To stop fornicating or committing homosexual acts would not do anyone any good. The problem goes deeper than just our actions. Paul tells his reader that God has given people over, not to their physical desires, but to the lust that exists in their heart. Their hearts have longed for what they cannot and should not have; therefore God gives them over to impurity.
The word “impurity” is the Greek word akatharsia which means “uncleanness in a moral sense.” God has given people up to the lusts of their hearts to be morally unclean. This word is used 10 times in the New Testament, nine times in Paul. Every time Paul uses the word it is coupled with (and placed directly next to) sexual immorality (see Rom. 1:24; 6:19; 2 Cor. 12:21; Gal. 5:19; Eph. 4:19; 5:3; Col. 3:5; 1 Thess. 2:3; 4:7). There is no doubt that Paul has sexual immorality in mind when he speaks of moral impurity in Romans 1. Later in verse 24 confirms this because our “bodies” are what are dishonored when we sin sexually (1 Cor. 6:18).
The second thing—“the dishonoring of their bodies among themselves”—is probably a fuller description of the first phrase (Moo, The Epistle to the Romans, p. 112). In other words, this phrase describes what impurity really is. It is the “dishonoring” of your body among yourself. “The expression, among themselves, is not without its force; for it significantly expresses how deep and indelible are the marks of infamy imprinted on our bodies” (Calvin).

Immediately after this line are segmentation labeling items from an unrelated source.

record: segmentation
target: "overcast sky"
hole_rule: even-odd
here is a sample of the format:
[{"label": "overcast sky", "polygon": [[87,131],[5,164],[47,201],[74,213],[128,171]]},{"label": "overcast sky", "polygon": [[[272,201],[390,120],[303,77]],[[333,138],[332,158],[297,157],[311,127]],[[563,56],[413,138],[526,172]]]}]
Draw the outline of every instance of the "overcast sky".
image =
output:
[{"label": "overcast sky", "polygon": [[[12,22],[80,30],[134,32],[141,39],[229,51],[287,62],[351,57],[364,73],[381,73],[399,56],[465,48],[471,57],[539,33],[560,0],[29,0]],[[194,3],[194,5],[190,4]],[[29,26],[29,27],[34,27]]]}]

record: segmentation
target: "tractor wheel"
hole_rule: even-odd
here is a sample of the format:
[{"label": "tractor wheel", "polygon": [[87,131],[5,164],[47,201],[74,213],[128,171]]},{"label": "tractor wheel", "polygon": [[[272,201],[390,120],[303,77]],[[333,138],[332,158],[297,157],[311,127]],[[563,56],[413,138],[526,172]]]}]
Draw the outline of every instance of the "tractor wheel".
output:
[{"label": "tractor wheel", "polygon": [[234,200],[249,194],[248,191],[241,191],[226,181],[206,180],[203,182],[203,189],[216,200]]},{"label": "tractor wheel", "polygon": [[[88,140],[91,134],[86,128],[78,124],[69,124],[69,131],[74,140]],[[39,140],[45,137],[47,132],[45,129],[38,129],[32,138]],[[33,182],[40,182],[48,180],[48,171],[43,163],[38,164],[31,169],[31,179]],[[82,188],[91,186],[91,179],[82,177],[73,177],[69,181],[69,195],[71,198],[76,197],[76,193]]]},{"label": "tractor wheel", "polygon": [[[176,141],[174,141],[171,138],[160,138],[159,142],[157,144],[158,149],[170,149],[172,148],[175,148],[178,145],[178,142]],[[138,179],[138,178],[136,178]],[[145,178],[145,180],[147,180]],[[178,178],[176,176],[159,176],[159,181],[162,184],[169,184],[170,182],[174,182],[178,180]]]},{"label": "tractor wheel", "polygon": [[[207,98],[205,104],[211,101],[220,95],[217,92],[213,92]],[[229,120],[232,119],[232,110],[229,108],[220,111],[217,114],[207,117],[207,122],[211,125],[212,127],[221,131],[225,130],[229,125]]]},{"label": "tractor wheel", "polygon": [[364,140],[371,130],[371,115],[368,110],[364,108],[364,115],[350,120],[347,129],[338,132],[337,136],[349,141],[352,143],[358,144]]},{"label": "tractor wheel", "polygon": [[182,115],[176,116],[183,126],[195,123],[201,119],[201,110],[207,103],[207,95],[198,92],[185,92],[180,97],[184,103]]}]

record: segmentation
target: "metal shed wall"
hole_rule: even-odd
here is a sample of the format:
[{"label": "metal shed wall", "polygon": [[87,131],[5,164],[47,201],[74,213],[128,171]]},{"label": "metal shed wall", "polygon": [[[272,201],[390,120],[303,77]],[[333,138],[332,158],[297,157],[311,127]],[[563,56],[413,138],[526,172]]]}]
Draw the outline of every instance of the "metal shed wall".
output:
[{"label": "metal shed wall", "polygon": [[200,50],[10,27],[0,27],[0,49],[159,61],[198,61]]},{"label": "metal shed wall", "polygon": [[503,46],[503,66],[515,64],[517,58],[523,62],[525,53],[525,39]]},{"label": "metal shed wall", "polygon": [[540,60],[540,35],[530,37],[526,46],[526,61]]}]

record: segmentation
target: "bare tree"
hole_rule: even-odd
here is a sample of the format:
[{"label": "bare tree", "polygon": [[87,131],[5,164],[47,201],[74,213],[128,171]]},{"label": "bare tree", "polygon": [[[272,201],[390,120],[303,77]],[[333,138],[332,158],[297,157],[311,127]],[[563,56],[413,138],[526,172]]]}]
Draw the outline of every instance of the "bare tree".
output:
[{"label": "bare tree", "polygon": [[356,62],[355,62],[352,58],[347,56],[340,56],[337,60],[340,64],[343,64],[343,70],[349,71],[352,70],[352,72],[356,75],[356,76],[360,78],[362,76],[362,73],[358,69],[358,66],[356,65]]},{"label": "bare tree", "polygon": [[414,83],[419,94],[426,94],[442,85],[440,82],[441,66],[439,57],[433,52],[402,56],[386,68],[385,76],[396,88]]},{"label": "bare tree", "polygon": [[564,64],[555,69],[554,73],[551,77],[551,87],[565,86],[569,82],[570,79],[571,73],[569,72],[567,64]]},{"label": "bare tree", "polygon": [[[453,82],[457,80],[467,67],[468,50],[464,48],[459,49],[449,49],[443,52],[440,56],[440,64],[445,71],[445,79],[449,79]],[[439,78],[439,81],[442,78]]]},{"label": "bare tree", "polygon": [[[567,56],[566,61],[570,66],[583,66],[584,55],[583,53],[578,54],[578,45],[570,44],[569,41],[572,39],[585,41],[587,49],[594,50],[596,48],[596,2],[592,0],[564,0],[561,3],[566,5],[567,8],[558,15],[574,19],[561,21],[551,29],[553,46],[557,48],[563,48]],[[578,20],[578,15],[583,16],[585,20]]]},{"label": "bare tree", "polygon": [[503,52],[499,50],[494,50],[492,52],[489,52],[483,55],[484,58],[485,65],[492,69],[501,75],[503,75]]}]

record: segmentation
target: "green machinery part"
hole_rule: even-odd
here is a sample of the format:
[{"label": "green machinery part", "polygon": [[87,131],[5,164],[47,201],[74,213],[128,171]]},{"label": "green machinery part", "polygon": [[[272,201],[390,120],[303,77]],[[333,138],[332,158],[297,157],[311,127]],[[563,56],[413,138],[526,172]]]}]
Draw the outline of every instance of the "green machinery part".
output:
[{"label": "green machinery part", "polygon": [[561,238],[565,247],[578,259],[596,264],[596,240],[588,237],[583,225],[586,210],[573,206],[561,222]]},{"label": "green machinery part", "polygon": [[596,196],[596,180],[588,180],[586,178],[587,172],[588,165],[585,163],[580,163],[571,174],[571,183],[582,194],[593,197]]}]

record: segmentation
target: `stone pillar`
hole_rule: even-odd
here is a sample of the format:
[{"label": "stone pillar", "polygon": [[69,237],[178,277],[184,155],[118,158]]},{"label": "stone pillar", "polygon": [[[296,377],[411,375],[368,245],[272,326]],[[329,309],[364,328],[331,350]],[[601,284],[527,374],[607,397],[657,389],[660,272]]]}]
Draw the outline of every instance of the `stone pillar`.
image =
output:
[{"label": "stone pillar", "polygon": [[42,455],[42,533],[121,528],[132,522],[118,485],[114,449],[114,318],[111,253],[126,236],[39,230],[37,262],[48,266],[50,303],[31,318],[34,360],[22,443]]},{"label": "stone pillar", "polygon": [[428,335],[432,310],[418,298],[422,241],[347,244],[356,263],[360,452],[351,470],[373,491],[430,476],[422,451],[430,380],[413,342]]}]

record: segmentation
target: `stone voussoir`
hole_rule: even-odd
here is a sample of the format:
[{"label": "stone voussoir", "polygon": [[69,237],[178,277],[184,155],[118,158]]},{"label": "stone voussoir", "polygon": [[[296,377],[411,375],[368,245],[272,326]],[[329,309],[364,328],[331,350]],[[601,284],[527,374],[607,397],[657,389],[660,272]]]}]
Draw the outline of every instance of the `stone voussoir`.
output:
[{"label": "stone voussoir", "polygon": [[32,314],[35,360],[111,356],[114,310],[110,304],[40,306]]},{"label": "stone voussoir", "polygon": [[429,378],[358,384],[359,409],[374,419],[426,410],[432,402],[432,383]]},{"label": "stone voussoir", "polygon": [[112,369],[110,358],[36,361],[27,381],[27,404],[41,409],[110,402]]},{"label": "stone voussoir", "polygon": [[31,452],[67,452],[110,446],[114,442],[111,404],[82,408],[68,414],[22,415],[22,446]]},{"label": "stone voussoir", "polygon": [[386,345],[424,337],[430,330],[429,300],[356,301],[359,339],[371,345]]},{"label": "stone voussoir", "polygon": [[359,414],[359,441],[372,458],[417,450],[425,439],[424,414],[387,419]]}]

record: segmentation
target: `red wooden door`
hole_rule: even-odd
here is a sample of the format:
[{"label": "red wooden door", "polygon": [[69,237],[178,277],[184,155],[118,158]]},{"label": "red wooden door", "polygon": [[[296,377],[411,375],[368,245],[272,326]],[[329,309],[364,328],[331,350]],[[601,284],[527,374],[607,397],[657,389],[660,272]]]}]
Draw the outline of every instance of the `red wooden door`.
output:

God’s desire is for our sanctification, especially in the area of sexuality (see 1 Thess. 4:3-4). Instead of being delivered over to impurity, God wants us to surrender to him and be pure sexually, and in all areas of life. It is no wonder that some 2,000 years after Paul wrote this letter our world is plagued by devastating sexual sin. People have what they desired, and it is ruining lives, families, cultures, and whole countries. God have mercy.